Corona-Tagebuch: Der Tod lauert im Lechlumer Holz

Christina/ Juli 19, 2020/ Kategorien

Wer im Mittelalter nicht spurte, konnte leicht unter die Räder kommen und das im wahrsten Sinne des Wortes. Einer der gefährlichen Hotspots im Fürstentum Braunschweig-Wolfenbüttel muss seinerzeit das “Lechlumer Holz” gewesen sein, genauer gesagt die Richtstätte dort. Und da ging es mal wirklich nicht zimperlich zu. “Enthauptungen und Entführungen, das ist nur Business. Eine Frage der Reputation.” So oder so ähnlich mag das Credo für das “Hohe Gericht” am Lechlumer Holz gelautet haben. Wer sich einmal die Schautafel vor Ort durchgelesen hat wird spätestens jetzt froh sein, in einem Rechtsstaat zu leben. Nach so viel Brutalität musste ich mich im Anschluss Schönem widmen: Einem Besuch bei Marli und Bella. Zum Abschluss gab es dann am Südsee noch eine romantische Szene: eine Schwanenfamilie präsentierte stolz ihren Nachwuchs. Na siehste: alles wird gut!

Das “Hohe Gericht” am Lechlumer Holz
Wer hier in Ungnade fiel, hatte definitiv nichts (mehr) zu lachen. Die Erhebung am Lechlumer Holz war die Hauptrichtungsstätte im Fürstentum. War man hier gelandet, dann wurde es ernst. Wenn man Glück hatte, landete man gleich am Galgen und wurde nicht zuvor gefoltert. Nach dem Tode blieb der Körper dann zur Abschreckung bis zur Verwesung hängen. Aber das hat derjenige dann nicht mehr mitbekommen. Es muss aber bestialisch gestunken haben.

Interessant auch, dass sich die Handwerker seinerzeit dagegen gewehrt haben, diese Galgen zu bauen und schließlich mit Nahrungsmitteln und Getränken bestochen werden mussten. An dieser Stelle kommt auch nochmals das Thema der “Hexenverbrennungen” hoch. Ich berichtete bereits bei meinem Ausflug nach Harxbüttel von dieser scheußlichen Praktik. Der Fürst Heinrich Julius (1589-1613) muss sich hier wohl als besonders schlimmer Finger hervorgetan haben. Laut der Geschichtsschreibung wurden an einem Tag schon mal 10-12 Hexen und Hexenmeister verbrannt. 1759 wurde die Hinrichtungsstätte dann vom Lechlumer Holz auf den Wendesser Berg verlegt. Selbst heute reicht der Besuch der Richtstätte noch manch einem aus, um das Fürchten zu lehren. Mir jedenfalls läuft es bei der Lektüre der Schautafel und den Bildern eiskalt den Rücken herunter.

Ein Käfig voller Narren
Nach so viel Brutalität dürstet es mich nach etwas Schönem, etwas Heiterem. Und welche Abwechslung könnte schöner sein, als zwei zu Streichen aufgelegten Kakadus zuzuschauen? Bei meiner Ankunft schmettert mir schon ein fröhliches “Hallo” entgegen. Na bitte, es geht doch.

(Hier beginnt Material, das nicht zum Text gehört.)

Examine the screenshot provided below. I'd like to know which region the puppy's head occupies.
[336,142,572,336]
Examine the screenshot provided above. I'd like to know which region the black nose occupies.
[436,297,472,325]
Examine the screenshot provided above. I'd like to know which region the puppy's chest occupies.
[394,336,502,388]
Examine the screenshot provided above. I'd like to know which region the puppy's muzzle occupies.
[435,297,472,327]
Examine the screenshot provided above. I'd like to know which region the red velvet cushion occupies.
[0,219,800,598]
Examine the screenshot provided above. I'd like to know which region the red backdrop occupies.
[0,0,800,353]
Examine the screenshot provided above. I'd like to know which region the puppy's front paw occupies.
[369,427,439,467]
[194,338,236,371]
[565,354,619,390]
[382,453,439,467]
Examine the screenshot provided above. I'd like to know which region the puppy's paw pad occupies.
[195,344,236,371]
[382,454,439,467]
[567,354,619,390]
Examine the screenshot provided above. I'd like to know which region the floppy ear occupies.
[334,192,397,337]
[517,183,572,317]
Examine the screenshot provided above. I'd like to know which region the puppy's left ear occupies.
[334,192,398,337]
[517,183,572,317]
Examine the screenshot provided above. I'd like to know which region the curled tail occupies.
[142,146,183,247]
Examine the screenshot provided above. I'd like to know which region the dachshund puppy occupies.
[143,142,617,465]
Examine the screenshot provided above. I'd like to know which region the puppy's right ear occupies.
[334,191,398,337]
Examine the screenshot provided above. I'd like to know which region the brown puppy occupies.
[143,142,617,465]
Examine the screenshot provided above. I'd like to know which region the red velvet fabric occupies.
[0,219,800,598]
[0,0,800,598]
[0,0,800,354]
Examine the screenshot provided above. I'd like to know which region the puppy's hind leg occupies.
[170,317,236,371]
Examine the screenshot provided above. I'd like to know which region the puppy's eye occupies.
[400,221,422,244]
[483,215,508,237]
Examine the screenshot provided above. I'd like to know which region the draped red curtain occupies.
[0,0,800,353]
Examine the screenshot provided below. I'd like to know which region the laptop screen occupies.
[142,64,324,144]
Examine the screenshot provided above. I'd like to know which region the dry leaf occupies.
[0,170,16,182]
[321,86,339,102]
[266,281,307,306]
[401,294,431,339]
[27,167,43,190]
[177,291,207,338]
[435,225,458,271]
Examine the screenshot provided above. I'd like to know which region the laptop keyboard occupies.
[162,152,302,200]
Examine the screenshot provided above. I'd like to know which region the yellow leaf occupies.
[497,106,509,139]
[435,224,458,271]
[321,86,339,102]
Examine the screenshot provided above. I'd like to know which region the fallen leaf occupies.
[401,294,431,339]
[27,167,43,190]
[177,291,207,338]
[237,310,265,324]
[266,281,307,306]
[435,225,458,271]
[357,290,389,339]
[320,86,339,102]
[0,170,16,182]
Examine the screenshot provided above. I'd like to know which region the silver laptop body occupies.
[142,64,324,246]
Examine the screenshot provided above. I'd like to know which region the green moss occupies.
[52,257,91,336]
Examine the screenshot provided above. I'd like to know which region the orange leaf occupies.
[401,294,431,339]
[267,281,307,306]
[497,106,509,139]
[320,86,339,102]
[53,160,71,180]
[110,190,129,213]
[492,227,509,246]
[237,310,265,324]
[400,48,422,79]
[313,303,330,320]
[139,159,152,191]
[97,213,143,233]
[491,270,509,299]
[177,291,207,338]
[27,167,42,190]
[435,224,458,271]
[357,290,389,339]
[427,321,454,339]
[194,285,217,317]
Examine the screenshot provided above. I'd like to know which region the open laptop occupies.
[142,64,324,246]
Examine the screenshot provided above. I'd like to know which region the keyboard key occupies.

Marli ist inzwischen zwangsverheiratet worden. Er und seine Frau Bella befinden sich deutlich in der Eingewöhnungsphase: man ignoriert sich. Virgina Woolf lässt grüßen. Intensives Interesse dagegen zeigt Marli sowohl an meiner Kamera als auch an meinem Handy. Immer wieder kommt seine Kralle durch das Gitter und greift nach meinen Geräten. Dazu setzt der Kakadu einen flehentlichen Blick auf: “Ach komm, sei nicht so”, scheint er zu denken. Währenddessen macht Bella Faxen und hängt wie eine Fledermaus vom “Dach” des Geheges. Die beiden bringen mich wirklich immer wieder zum Lachen und schnell sind die Gräueltaten am Lechlumer Holz vergessen.

Stolzes Schwanenpaar auf dem Südsee
Auf meinem Rückweg nehme ich am Südsee noch eine fast kitschig-romantische Szene wahr: ein Schwanenpaar präsentiert den Zuschauern am Ufer des Sees stolz seine Nachkommen. Ein Ambiente wie vom Wiener Opernball, die stolzen Eltern führen ihre Jüngsten in die Gesellschaft ein. Es wirkt fast wie ein Defilee, alle Beteiligten agieren sehr anmutig und selbstbewusst. Der Abschluss eines schönen Ausflugs.